Marco: The first photograph is from Dianne Rosario’s body of work, Black Matter. A documentary piece about illegal Black Sand mining and how it affects the lives of people living in the area it destroys. The second photograph is a single image by Patrick Casabuena, part of his ongoing self-documentation of the social circles he’s in. The person in the photograph is part of the younger generation of an influential political family which I’ll refrain from mentioning.
Photoma: In your written statement you quoted a question from Mirrors and Window: American Photography since 1960 from John Szarkowski, the former New York Museum of Modern Art Photography director. The premise of this show was to demonstrate what Szarkowski postulates that since that time, American photography focused more on the personal vision of the photographer’s gaze rather than social praxis, can you expand this notion based on the photographs that you projected in your show? How does this 1978 geo-culturally specific thesis that Szakowski postulates compare to the Filipino context and temporality in which you and the photographers that you exhibited relate?
Marco: Szarkowski’s notion that at the time, the way of looking or appreciating a photograph relied heavily on the perspective of the photographer which affected the intention of the work itself. In my opinion, that’s still the case today and in no way will it ever deviate to a purely objective and unbiased perspective. One of the main intentions of our show was to highlight the significance of perspective when it comes to looking at photographs, and to me it doesn’t solely rely on the viewer but also to the author. Even an objective journalistic or documentary work will still have a hint of the photographer’s view on the certain issue.
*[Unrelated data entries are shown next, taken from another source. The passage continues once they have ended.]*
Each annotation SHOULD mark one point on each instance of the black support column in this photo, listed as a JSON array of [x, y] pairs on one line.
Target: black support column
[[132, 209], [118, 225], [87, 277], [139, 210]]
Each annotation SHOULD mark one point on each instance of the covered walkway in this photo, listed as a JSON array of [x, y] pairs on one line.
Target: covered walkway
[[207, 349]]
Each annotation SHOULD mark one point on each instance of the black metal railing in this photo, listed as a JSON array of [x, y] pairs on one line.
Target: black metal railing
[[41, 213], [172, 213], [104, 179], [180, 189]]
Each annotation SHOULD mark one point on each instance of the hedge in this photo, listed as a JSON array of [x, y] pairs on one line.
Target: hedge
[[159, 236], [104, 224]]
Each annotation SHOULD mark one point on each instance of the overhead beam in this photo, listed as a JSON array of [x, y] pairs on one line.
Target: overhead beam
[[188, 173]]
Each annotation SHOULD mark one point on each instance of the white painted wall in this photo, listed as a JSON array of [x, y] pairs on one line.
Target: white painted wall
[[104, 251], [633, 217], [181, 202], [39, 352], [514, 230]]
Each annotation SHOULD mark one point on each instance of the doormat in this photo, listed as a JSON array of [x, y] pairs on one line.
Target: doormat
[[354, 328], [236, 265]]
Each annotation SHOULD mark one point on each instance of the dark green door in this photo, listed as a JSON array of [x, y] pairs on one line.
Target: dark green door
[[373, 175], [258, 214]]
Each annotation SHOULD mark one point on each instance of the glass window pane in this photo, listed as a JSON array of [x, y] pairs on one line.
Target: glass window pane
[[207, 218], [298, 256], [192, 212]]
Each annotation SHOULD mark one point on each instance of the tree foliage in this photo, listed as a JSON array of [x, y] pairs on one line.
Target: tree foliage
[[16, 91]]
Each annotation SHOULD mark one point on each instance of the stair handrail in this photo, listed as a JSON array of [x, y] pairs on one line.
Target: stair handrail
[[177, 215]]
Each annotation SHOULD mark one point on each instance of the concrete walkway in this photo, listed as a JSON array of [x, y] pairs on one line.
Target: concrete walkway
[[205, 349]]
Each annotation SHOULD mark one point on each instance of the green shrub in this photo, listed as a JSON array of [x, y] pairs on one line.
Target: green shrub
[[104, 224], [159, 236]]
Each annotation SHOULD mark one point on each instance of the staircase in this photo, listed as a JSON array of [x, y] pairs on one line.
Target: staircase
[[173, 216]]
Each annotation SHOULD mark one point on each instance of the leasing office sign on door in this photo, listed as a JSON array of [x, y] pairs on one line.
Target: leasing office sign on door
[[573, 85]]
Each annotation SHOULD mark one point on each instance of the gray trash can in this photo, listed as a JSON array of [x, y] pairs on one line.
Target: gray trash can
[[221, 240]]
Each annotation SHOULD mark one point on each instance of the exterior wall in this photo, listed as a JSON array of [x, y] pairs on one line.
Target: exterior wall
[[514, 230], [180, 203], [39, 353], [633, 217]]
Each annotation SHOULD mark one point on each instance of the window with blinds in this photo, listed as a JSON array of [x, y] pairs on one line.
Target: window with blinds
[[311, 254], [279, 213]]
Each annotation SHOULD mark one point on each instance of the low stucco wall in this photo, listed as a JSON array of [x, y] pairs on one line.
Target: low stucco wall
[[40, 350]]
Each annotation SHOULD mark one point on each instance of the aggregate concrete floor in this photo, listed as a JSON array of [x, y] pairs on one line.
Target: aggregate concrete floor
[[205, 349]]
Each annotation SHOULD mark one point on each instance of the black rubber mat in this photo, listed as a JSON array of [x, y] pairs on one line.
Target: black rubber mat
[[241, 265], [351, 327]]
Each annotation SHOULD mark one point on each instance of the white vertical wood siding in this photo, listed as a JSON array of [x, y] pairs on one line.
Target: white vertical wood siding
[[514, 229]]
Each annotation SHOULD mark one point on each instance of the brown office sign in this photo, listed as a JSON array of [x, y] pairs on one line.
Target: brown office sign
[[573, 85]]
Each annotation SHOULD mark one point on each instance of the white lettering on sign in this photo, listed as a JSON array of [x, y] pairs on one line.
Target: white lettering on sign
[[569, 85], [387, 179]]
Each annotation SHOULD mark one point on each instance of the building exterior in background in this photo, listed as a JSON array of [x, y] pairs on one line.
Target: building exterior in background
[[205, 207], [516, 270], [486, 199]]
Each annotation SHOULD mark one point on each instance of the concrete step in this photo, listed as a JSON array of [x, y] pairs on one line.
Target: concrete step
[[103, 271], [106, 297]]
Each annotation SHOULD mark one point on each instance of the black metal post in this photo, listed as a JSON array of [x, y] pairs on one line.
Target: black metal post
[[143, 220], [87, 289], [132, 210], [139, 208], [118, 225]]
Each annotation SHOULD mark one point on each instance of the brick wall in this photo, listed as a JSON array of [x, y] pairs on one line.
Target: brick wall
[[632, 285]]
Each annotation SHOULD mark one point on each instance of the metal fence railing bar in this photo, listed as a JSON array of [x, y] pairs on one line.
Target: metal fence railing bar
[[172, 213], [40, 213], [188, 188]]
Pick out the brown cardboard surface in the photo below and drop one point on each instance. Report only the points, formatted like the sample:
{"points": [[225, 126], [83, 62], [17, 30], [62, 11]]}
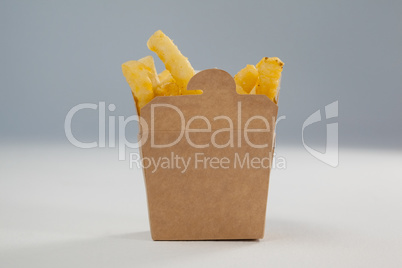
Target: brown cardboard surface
{"points": [[208, 201]]}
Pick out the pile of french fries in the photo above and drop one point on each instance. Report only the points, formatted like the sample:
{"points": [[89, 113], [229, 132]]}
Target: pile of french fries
{"points": [[146, 83]]}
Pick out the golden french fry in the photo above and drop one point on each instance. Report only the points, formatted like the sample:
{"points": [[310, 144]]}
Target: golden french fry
{"points": [[247, 78], [174, 61], [253, 90], [138, 76], [164, 75], [149, 62], [167, 89], [240, 90], [269, 71]]}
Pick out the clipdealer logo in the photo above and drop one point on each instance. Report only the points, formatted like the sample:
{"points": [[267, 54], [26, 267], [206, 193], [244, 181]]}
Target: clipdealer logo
{"points": [[330, 156]]}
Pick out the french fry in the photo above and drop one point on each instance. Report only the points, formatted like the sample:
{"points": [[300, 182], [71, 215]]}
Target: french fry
{"points": [[167, 89], [247, 78], [164, 75], [138, 76], [269, 71], [174, 61], [240, 90], [149, 62]]}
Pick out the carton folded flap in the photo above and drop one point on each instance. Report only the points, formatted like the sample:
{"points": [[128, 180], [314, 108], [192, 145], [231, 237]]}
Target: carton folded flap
{"points": [[192, 198]]}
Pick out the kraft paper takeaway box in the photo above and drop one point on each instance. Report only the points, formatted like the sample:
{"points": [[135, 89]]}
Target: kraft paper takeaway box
{"points": [[214, 151]]}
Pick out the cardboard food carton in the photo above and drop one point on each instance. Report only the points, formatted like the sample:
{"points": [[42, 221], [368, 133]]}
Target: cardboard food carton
{"points": [[215, 152]]}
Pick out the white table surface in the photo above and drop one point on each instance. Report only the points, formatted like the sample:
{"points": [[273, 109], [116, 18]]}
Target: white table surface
{"points": [[67, 207]]}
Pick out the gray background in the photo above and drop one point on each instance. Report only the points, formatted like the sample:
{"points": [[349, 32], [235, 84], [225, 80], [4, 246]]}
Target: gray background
{"points": [[55, 55]]}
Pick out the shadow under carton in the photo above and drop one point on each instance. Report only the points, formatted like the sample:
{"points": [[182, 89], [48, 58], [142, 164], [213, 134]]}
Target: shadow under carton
{"points": [[216, 149]]}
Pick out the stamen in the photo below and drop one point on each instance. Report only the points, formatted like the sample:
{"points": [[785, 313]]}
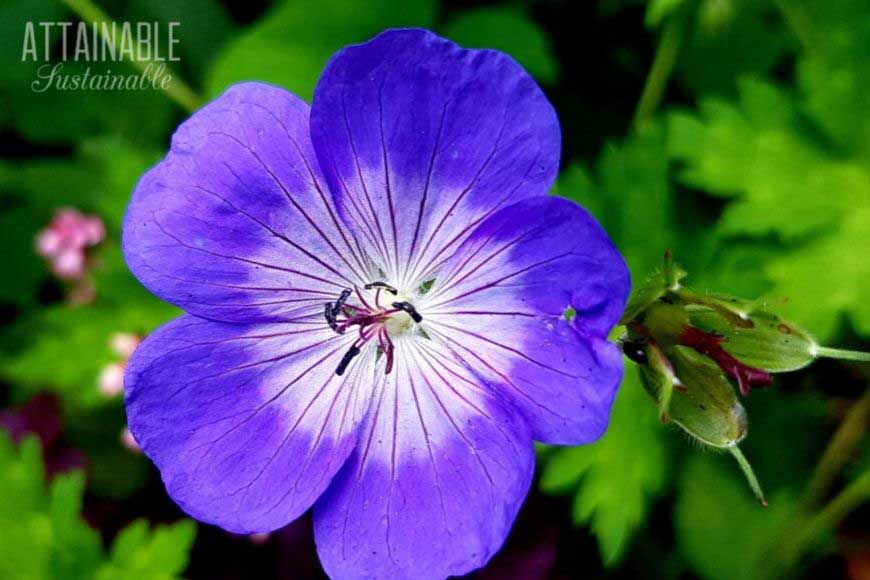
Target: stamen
{"points": [[407, 307], [342, 299], [372, 321], [383, 285], [329, 313], [345, 360]]}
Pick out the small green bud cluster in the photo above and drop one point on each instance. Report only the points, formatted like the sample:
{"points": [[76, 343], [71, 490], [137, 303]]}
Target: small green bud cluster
{"points": [[690, 346]]}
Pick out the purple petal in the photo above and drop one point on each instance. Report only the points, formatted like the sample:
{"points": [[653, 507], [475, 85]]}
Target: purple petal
{"points": [[420, 140], [436, 482], [234, 224], [247, 423], [500, 303]]}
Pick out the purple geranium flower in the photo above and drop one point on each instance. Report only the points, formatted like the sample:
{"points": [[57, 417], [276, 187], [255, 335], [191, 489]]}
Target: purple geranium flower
{"points": [[376, 291]]}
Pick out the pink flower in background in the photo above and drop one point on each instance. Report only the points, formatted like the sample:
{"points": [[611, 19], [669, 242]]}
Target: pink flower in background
{"points": [[65, 240], [111, 380]]}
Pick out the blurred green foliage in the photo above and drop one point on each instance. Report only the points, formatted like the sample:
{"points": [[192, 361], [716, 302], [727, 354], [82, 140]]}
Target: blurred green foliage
{"points": [[754, 170], [43, 535]]}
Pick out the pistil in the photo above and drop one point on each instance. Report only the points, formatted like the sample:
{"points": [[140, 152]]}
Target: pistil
{"points": [[373, 320]]}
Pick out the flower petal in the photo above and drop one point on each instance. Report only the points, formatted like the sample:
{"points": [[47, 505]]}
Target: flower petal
{"points": [[247, 423], [501, 301], [234, 224], [420, 140], [436, 482]]}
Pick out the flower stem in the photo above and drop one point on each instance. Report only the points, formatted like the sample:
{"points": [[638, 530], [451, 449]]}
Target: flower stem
{"points": [[175, 88], [823, 351], [665, 60], [749, 473], [848, 436]]}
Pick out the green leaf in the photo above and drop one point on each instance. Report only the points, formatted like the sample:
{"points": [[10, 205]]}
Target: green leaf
{"points": [[730, 39], [203, 28], [658, 10], [826, 278], [631, 196], [159, 555], [615, 479], [508, 30], [41, 532], [43, 535], [722, 532], [834, 74], [290, 46], [784, 183]]}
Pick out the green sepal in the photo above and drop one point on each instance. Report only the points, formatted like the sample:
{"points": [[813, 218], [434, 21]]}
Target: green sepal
{"points": [[656, 287], [771, 344], [703, 402]]}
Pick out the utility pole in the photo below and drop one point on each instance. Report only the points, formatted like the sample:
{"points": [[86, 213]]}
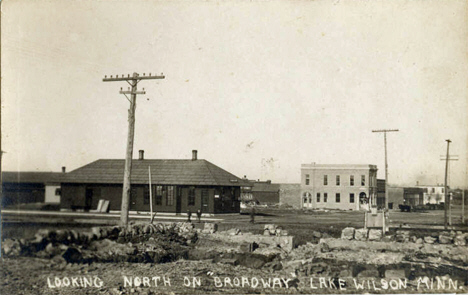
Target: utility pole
{"points": [[386, 163], [133, 81], [450, 158], [446, 194]]}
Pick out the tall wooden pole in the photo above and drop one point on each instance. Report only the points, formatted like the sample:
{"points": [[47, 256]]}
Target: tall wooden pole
{"points": [[133, 81], [128, 158], [463, 206], [386, 162], [151, 194], [446, 200]]}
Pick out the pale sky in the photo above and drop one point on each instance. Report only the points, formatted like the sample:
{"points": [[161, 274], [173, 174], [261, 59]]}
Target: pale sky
{"points": [[257, 87]]}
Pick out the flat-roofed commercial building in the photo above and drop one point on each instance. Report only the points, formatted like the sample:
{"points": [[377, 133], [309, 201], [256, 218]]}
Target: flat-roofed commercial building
{"points": [[338, 186]]}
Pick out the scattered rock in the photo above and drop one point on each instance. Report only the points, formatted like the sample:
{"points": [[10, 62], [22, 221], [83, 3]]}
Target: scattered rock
{"points": [[233, 232], [361, 234], [402, 236], [11, 247], [375, 234], [72, 255], [460, 239], [395, 273], [348, 233], [317, 234], [429, 240], [445, 239]]}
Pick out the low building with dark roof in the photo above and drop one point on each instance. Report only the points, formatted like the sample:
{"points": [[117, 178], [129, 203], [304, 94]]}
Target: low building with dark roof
{"points": [[177, 186], [30, 187]]}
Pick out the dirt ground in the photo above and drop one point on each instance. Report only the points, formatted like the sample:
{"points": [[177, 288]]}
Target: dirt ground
{"points": [[29, 275]]}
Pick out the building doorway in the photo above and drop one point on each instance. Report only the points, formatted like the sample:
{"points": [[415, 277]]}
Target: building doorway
{"points": [[179, 200], [363, 201]]}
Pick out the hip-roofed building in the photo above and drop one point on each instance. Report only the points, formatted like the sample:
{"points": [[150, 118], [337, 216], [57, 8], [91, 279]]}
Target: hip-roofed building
{"points": [[177, 186]]}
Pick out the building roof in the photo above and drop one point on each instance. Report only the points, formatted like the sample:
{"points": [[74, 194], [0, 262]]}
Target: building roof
{"points": [[164, 172], [338, 166], [265, 187], [32, 177]]}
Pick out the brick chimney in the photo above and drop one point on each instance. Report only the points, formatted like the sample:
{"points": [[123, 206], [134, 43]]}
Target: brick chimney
{"points": [[194, 155]]}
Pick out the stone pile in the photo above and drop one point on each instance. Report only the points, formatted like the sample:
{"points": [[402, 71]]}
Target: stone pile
{"points": [[48, 243], [348, 233], [402, 236], [210, 228], [274, 230]]}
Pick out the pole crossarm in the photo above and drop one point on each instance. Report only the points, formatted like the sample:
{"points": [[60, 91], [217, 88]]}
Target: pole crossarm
{"points": [[130, 92], [130, 78], [451, 158], [385, 130]]}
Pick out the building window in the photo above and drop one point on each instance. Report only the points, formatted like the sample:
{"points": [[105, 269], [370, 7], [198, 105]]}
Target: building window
{"points": [[159, 192], [205, 198], [146, 196], [191, 197], [133, 195], [170, 196]]}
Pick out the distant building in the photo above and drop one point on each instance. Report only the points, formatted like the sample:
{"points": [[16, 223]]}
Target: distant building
{"points": [[289, 193], [31, 187], [345, 187], [413, 196], [177, 186], [381, 194], [261, 192], [434, 194]]}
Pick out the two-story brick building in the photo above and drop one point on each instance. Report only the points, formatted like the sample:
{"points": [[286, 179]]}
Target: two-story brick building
{"points": [[332, 186]]}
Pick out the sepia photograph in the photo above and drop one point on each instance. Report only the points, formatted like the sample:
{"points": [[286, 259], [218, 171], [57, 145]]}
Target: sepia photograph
{"points": [[234, 147]]}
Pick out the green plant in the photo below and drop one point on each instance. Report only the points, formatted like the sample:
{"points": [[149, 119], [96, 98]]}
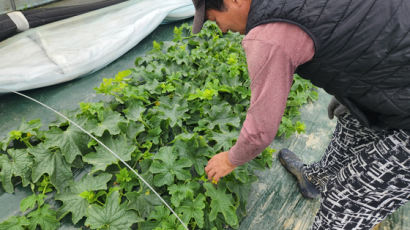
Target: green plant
{"points": [[182, 103]]}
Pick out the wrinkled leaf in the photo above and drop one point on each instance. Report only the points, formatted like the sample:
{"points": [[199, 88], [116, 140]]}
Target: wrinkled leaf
{"points": [[112, 215]]}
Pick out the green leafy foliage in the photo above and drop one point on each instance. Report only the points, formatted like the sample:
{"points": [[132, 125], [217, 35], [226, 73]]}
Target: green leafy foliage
{"points": [[16, 163], [112, 215], [182, 103], [82, 193]]}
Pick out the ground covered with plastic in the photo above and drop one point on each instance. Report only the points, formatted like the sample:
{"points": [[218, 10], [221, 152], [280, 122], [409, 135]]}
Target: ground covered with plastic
{"points": [[273, 202]]}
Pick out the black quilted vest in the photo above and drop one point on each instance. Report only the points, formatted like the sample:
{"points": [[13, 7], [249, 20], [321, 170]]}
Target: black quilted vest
{"points": [[362, 52]]}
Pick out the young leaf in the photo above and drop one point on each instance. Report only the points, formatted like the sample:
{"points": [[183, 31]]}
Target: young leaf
{"points": [[31, 201], [52, 163], [108, 121], [193, 209], [73, 202], [167, 167], [180, 192], [175, 110], [44, 217], [112, 215], [221, 203], [194, 148], [72, 142], [15, 223], [103, 158], [18, 165], [143, 202]]}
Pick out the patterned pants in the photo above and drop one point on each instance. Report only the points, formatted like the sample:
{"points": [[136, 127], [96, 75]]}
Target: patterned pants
{"points": [[363, 176]]}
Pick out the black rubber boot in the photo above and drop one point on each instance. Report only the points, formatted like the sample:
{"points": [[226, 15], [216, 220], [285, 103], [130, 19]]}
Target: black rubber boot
{"points": [[295, 166]]}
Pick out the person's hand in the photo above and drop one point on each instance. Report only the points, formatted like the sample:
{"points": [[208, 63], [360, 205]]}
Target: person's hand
{"points": [[219, 166], [335, 108]]}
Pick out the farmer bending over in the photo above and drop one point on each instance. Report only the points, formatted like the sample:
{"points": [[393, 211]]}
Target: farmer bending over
{"points": [[359, 52]]}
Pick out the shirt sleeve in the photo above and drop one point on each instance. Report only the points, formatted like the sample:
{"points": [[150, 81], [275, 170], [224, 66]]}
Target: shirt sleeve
{"points": [[273, 52]]}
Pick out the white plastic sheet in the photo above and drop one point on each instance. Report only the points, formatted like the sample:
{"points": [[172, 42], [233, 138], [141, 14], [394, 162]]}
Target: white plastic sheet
{"points": [[77, 46]]}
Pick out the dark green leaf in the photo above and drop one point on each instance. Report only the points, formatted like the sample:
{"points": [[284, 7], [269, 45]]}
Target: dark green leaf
{"points": [[72, 201], [44, 217], [51, 162], [221, 202], [112, 215], [15, 223], [19, 165], [72, 142], [100, 159]]}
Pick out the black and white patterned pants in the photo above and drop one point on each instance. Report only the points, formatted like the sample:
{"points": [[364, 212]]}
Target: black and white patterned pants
{"points": [[363, 176]]}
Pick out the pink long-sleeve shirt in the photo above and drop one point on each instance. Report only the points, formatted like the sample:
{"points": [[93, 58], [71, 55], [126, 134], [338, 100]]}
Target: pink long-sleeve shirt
{"points": [[273, 52]]}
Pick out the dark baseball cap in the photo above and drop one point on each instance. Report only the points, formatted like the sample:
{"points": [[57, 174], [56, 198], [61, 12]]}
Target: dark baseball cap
{"points": [[199, 17]]}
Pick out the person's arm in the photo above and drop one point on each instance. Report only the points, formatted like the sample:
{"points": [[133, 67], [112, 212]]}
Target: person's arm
{"points": [[273, 52]]}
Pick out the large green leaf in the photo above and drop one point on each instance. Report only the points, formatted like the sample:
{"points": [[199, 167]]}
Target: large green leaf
{"points": [[72, 141], [51, 162], [25, 131], [134, 110], [15, 223], [220, 115], [72, 201], [175, 110], [193, 209], [180, 192], [109, 121], [143, 202], [44, 217], [224, 139], [112, 215], [19, 165], [166, 167], [31, 201], [221, 202], [194, 148], [102, 158]]}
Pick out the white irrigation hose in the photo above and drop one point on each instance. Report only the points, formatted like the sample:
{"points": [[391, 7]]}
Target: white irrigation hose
{"points": [[113, 153]]}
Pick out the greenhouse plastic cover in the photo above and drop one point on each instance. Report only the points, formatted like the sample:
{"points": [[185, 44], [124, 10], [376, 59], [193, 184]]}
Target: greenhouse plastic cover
{"points": [[67, 49]]}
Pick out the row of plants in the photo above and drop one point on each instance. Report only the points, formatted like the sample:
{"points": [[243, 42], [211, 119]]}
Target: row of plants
{"points": [[182, 102]]}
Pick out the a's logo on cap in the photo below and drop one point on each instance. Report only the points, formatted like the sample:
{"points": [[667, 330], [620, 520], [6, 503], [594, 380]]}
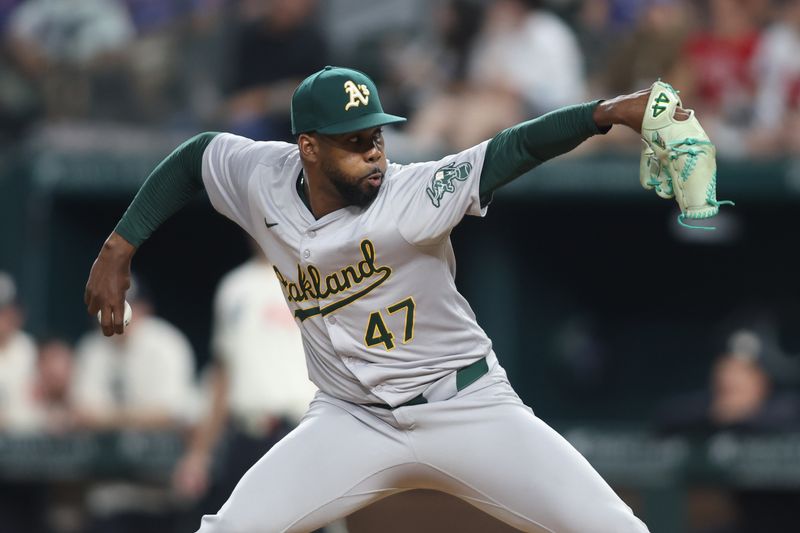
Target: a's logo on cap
{"points": [[359, 94]]}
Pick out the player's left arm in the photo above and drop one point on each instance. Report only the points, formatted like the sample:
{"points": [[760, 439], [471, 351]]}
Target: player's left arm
{"points": [[516, 150]]}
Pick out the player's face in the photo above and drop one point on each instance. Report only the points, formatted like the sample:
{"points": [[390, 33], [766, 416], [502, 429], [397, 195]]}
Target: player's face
{"points": [[354, 163]]}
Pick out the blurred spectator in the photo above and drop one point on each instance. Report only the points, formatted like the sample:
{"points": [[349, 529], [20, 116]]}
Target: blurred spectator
{"points": [[419, 67], [741, 399], [259, 384], [715, 71], [54, 412], [21, 503], [279, 44], [777, 71], [652, 49], [72, 50], [141, 380], [525, 61], [17, 363]]}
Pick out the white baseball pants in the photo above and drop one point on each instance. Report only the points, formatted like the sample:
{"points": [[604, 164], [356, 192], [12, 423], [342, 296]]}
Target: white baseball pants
{"points": [[483, 446]]}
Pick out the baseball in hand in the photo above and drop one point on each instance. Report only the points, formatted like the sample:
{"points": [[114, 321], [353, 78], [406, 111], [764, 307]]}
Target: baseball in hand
{"points": [[126, 318]]}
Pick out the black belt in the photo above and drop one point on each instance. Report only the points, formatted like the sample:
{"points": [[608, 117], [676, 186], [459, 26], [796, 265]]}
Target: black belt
{"points": [[464, 378]]}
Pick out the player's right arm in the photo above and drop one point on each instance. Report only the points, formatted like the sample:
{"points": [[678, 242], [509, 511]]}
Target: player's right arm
{"points": [[175, 181]]}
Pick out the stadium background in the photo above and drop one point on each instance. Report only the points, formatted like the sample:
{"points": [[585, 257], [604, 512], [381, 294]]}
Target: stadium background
{"points": [[599, 305]]}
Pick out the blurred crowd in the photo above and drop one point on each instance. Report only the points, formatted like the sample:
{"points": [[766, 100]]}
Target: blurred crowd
{"points": [[251, 395], [459, 69]]}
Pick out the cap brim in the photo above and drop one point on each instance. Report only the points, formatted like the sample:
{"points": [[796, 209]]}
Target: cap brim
{"points": [[361, 123]]}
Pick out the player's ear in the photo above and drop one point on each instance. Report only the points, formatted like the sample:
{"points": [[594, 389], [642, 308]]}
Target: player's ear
{"points": [[309, 147]]}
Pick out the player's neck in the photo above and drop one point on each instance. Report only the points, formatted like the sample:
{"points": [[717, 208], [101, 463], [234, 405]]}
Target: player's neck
{"points": [[319, 195]]}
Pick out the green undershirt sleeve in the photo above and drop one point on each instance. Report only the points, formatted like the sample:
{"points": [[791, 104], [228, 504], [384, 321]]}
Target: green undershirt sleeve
{"points": [[518, 149], [175, 181]]}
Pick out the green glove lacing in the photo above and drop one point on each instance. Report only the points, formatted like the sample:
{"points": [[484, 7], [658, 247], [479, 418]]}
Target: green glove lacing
{"points": [[676, 151]]}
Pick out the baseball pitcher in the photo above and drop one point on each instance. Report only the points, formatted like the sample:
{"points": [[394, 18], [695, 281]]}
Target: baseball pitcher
{"points": [[411, 394]]}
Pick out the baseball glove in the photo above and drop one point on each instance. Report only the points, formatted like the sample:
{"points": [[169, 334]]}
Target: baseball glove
{"points": [[678, 160]]}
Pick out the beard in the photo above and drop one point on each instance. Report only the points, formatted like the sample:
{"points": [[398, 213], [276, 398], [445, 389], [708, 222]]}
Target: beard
{"points": [[357, 191]]}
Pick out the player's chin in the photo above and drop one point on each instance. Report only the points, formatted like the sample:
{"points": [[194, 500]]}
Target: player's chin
{"points": [[367, 191]]}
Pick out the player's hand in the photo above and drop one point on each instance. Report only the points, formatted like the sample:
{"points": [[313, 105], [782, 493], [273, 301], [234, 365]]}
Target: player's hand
{"points": [[108, 280]]}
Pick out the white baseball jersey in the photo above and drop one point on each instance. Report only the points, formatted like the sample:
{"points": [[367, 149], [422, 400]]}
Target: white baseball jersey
{"points": [[373, 292], [257, 339], [372, 289]]}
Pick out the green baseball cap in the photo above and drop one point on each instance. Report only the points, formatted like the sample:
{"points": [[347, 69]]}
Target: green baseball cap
{"points": [[337, 100]]}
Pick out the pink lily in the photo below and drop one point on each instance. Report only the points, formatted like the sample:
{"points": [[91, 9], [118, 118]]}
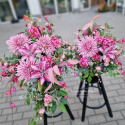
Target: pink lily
{"points": [[53, 71], [108, 54], [29, 51], [41, 71]]}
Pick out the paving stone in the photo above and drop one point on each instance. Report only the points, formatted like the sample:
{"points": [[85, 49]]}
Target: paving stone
{"points": [[3, 118], [23, 108], [6, 123], [96, 119], [66, 116], [28, 114], [67, 122], [113, 87], [21, 122], [79, 122], [118, 106], [16, 116], [109, 123], [8, 111], [121, 122], [117, 81], [123, 112], [116, 116]]}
One of the reasons why I stripped authorship of the work is to deviate from how we normally view a visual work. Not knowing the author and the context, relying entirely on what they see—it’s interesting what the viewers were able to perceive with such process of looking at a photograph. I think the relation I found with Szarkowski’s thesis on American Photography and representation with the Filipino context is the general viewpoint of the medium itself. I believe Philippine photography is highly influenced by the Western theories and principles regarding the medium, which I guess also affects our process of making honest work.
Photoma: Focusing on the exhibition design, what made you decide on the format of your show? Was the decision to use projected images, rather than print them, related to the notion of mirroring the image?
Marco: One of the biggest reasons why we chose to project the images rather than the traditional presentation of prints, is that we had curatorial freedom. We weren’t bound to the standards of any gallery and also we had no intention to make it a selling show. We were playing around the idea of a photograph being ephemeral. The idea of projected images that’s temporarily viewed, it gives the essence of long-term memory in a way that constitutes what could be sentimental or relatable depending on the perspective of the viewer.
Photoma: As a photographer and curator, how do you position your exhibition within the ecosystem of contemporary art in the Philippines, specifically in Manila?
Marco: I guess our exhibition is part of that small community trying to deviate from traditional practices, utilizing new technology and alternative spaces. I also hope we succeeded with that intention and that other artists see our exhibition as a possibility of something different.
Photoma: Are there any upcoming projects that you are curating?
Marco: Well, for now I’m not yet working on another show but recently I’ve been interested in making a photographic installation show that utilizes public space. Just because the idea of the exclusivity of photography in the Philippines is somewhat contradicting its reputation as a democratic medium.